A ello se une, por un lado, la dualidad de posturas que la comunidad internacional ha desarrollado respecto a estos derrocamientos. Mientras en algunos casos como el de Malí, Guinea o Burkina Faso, la condena ha sido unánime por parte tanto de países y entidades occidentales como de organizaciones regionales como la Unión Africana (UA) o la Comunidad Económica de Estados de África Occidental (Ecowas por sus siglas en inglés), otros como el de Chad –en el que tras la muerte del presidente, Idriss Déby, combatiendo a los rebeldes del país, su hijo y general, Mahamat Idriss Déby, tomó por la fuerza el poder– no solo no ha sido reprobado, sino que ha sido avalado por países como la misma Francia en una búsqueda de mayor estabilidad para el país.

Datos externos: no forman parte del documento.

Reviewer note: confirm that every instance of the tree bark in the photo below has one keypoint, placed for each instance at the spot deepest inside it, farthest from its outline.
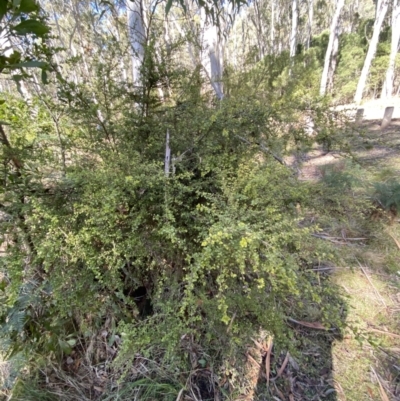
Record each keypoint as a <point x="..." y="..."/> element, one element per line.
<point x="381" y="9"/>
<point x="212" y="60"/>
<point x="329" y="50"/>
<point x="137" y="37"/>
<point x="334" y="57"/>
<point x="310" y="21"/>
<point x="293" y="35"/>
<point x="387" y="89"/>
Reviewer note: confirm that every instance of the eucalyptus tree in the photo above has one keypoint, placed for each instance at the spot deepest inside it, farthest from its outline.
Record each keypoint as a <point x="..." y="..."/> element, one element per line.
<point x="387" y="89"/>
<point x="331" y="49"/>
<point x="381" y="10"/>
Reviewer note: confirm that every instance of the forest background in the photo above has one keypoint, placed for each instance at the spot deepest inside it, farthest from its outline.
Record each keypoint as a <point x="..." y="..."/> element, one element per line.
<point x="152" y="217"/>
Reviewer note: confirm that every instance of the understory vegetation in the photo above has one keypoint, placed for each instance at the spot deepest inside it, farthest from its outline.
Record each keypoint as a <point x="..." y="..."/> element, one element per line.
<point x="161" y="243"/>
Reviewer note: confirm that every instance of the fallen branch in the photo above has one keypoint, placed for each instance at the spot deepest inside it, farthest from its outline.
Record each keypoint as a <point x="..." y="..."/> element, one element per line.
<point x="310" y="325"/>
<point x="372" y="285"/>
<point x="384" y="332"/>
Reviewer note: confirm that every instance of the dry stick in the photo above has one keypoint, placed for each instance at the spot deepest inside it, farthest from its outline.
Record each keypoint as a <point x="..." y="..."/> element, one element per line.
<point x="180" y="394"/>
<point x="384" y="332"/>
<point x="395" y="240"/>
<point x="282" y="368"/>
<point x="268" y="359"/>
<point x="381" y="390"/>
<point x="372" y="285"/>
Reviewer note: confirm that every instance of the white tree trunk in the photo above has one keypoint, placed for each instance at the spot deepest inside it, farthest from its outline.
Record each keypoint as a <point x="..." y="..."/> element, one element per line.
<point x="334" y="59"/>
<point x="381" y="9"/>
<point x="310" y="21"/>
<point x="387" y="89"/>
<point x="212" y="55"/>
<point x="272" y="34"/>
<point x="293" y="35"/>
<point x="137" y="37"/>
<point x="328" y="54"/>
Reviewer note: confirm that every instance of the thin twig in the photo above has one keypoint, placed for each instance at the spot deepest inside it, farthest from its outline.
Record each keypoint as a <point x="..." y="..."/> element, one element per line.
<point x="372" y="285"/>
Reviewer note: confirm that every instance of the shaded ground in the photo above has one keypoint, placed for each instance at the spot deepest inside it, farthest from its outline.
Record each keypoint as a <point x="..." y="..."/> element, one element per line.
<point x="366" y="363"/>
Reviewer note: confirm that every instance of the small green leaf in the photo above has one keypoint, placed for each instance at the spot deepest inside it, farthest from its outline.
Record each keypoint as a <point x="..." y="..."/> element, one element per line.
<point x="29" y="64"/>
<point x="17" y="77"/>
<point x="28" y="6"/>
<point x="31" y="26"/>
<point x="44" y="77"/>
<point x="202" y="363"/>
<point x="168" y="6"/>
<point x="3" y="8"/>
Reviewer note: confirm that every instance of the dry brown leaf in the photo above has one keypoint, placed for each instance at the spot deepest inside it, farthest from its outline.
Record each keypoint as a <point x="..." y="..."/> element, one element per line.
<point x="395" y="240"/>
<point x="268" y="359"/>
<point x="258" y="345"/>
<point x="311" y="325"/>
<point x="253" y="360"/>
<point x="180" y="394"/>
<point x="370" y="392"/>
<point x="384" y="332"/>
<point x="382" y="392"/>
<point x="282" y="368"/>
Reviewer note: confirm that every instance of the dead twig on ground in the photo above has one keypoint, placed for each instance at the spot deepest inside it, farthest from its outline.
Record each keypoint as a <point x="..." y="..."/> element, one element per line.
<point x="372" y="285"/>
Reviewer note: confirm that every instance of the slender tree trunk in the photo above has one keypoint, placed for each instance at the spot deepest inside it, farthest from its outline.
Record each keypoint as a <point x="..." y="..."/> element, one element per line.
<point x="310" y="21"/>
<point x="334" y="57"/>
<point x="381" y="9"/>
<point x="137" y="37"/>
<point x="272" y="34"/>
<point x="293" y="35"/>
<point x="212" y="60"/>
<point x="329" y="50"/>
<point x="387" y="89"/>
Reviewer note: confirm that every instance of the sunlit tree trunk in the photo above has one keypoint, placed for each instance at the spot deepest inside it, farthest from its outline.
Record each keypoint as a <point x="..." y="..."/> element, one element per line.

Por otro lado, en aquellos casos en los que sí ha habido condena, la realidad es que las sanciones aplicadas desde la UA o Ecowas –como la suspensión de participación en sus actividades o la de castigar económicamente a algunos de estos Estados– aún no han mostrado una eficacia completa. Como explica David Soler, estas entidades, al no tener capacidad para contrarrestar con tropas permanentes los derrocamientos, buscan que con sanciones –en Malí o Guinea, sin ir mñas lejos– y el empeoramiento consecuente de su economía, "la gente se canse, pida que se vayan los militares y provoque que estén menos en el poder".

Sin embargo, para que estas tengan éxito tienen que realizarse de forma conjunta y, especialmente, ser "firmes". "Si se establece un embargo de armas en un país, este no puede ser violado al día siguiente", remarca en este sentido como ejemplo Royo, que ahonda en que la comunidad internacional debe mirar "a medio y largo plazo" y ayudar a que "estos países y sus poblaciones, pese a los retos, den menos credibilidad a estos cambios por la fuerza". La democracia en esta parte crucial del continente está en juego.